Beide type auto’s zijn niet gelijksoortig en de afschrijving verloopt niet gelijk.
Uitspraak
Locatie Leeuwarden
nummer 18/00285
uitspraakdatum: 27 augustus 2019
Uitspraak van de eerste meervoudige belastingkamer
op het hoger beroep van
[X] te [Z] (hierna: belanghebbende)
tegen de uitspraak van de rechtbank Noord-Nederland van 13 maart 2018, nummer LEE 17/3065, in het geding tussen belanghebbende en
de inspecteur van de Belastingdienst/Centrale administratieve processen (hierna: de Inspecteur).

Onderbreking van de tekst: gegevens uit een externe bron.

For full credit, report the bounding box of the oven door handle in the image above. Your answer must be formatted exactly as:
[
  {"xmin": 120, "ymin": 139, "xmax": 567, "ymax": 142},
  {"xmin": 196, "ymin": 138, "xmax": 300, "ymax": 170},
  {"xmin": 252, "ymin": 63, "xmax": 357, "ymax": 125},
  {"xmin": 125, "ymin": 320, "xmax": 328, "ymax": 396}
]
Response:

1 Ontstaan en loop van het geding
Aan belanghebbende is met dagtekening 24 juni 2016 een naheffingsaanslag in de belasting van personenauto’s en motorrijwielen (hierna: BPM) opgelegd ten bedrage van € 2.789. Bij beschikking is aan belanghebbende € 54 belastingrente in rekening gebracht.

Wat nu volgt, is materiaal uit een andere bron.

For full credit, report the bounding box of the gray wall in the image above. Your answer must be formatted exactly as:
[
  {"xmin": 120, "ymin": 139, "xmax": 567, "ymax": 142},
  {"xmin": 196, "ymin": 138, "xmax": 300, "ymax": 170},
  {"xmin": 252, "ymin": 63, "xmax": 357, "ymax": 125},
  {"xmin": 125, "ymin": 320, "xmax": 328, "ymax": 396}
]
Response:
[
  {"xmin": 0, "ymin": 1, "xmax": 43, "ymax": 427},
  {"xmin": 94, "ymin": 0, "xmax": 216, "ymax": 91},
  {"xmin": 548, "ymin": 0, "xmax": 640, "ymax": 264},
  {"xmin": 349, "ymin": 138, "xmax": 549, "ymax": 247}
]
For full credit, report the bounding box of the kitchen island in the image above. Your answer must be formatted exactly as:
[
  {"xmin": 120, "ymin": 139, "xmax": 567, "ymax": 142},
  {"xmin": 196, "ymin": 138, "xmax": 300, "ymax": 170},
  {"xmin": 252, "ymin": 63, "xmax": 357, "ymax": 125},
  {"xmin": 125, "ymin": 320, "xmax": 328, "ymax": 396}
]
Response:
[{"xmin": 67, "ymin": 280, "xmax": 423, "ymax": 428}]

De Inspecteur heeft het bezwaarschrift van belanghebbende bij uitspraak op bezwaar van 11 augustus 2017 ongegrond verklaard en de bestreden naheffingsaanslag en beschikking belastingrente gehandhaafd.
Belanghebbende is tegen die uitspraak in beroep gekomen bij de rechtbank Noord-Nederland (hierna: de Rechtbank). De Rechtbank heeft het beroep ongegrond verklaard.

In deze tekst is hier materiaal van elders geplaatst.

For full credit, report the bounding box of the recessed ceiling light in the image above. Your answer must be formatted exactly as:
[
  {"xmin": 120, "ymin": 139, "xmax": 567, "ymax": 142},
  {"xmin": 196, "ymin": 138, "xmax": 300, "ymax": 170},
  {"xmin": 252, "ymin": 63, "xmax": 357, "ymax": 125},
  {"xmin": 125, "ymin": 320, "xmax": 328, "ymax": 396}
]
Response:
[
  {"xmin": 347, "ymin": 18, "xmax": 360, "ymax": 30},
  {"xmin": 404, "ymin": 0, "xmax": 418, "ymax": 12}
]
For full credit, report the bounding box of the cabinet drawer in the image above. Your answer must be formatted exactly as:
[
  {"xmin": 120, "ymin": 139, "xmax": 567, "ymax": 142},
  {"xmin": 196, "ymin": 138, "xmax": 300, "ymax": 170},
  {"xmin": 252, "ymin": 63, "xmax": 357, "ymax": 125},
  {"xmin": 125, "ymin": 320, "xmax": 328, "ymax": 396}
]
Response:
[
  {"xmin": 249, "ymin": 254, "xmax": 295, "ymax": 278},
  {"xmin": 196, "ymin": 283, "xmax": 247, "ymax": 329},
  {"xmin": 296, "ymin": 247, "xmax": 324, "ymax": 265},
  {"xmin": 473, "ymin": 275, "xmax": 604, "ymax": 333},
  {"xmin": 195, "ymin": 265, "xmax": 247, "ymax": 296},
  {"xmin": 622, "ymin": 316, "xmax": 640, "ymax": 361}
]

Belanghebbende heeft tegen de uitspraak van de Rechtbank hoger beroep ingesteld. De Inspecteur heeft een verweerschrift ingediend.
Tot de stukken van het geding behoren, naast de hiervoor vermelde stukken, het van de Rechtbank ontvangen dossier dat op deze zaak betrekking heeft alsmede alle stukken die nadien, al dan niet met bijlagen, door partijen in hoger beroep zijn overgelegd.
Het onderzoek ter zitting heeft plaatsgevonden op 28 mei 2019 te Leeuwarden. Daarbij zijn verschenen [A] als gemachtigde van belanghebbende, alsmede [B] en mr. [C] namens de Inspecteur.
Van het verhandelde ter zitting is een proces-verbaal opgemaakt, dat aan deze uitspraak is gehecht.
2 Feiten
Belanghebbende heeft op 25 juni 2015 in Duitsland een gebruikte kampeerwagen gekocht, een Fiat Adria, Ducato Sport A660 SP, VIN [00000] , voor € 42.245 inclusief (Duitse) BTW. De datum van eerste toelating in Nederland is 11 juni 2013.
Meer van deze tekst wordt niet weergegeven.